Experience – Rui Zhao

Research Projects

2026 – now

Used a bidirectional per-token encoder to replace exploration through the denoising process by traditional gaussian action disturbance, ensuring fine-grained control over the action space.
Designed a new algorithm for likelihood-based reinforcement learning to remove the bias introduced by the disturbance.
Implemented isolated post-training on pi0-like VLA and applied foundation world model to improve the efficiency.

2025 – now

Tried to remove the noises and reserve task-relevant or reward-relevant information in world model by making the output more compressed.
Designed a composite reward signal including jpeg compressibility, action prediction consistency (via a custom resnet inverse action model), and value preservation to guide a diffusion world model finetuning process.
Focused on efficient and stable RL post-training on world model to improve long-horizon accuracy and downstream policy performance.

2025

Used the concepts in human cognitive psychology to design the reasoning process.
Constructed the cognitive graph / tree to represent the reasoning process and finding the better trajectory.
Used groups of samples with relative scores generated by DeepSeek R1 to train a smaller reward model.
Finetuned Qwen by RL to enhance general cognitive reasoning ability, not only on special tasks or datasets, and achieving better performance.

2024 – 2025

Proposed an expandable framework of KG construction Tree-KG, including initial construction and iterative expansion.
Achieved SOTA performance compared with existing methods such as GraphRAG, especially when using textbooks.
Paper accepted at ACL 2025 main conference, Patent pending.

Tsinghua University | 2024 – 2025

Developed the core Meta Agent for the university’s AI education system.
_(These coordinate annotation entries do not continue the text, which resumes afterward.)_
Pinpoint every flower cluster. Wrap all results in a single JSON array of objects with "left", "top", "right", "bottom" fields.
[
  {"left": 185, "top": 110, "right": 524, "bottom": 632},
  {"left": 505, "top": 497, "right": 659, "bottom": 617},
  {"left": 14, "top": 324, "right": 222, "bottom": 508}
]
Meta Agent Architecture: Based on OpenManus, designed a high-level agent capable of formulating reusable, generalizable workflows for diverse teaching tasks (e.g., grading, course design) from single instructions.
Automated Tool & Workflow Construction: Implemented a “Tool Maker” to synthesize Python scripts as new tools, and a “Workflow Maker” to organize operations into executable graphs, enabling the system to self-expand its capabilities.
Also worked on knowledge extraction: Extracting knowledge from textbooks and other materials to build a knowledge graph for the course.

Now AI Cosmos has been used in the university’s daily academic activities, including course learning and research assistance.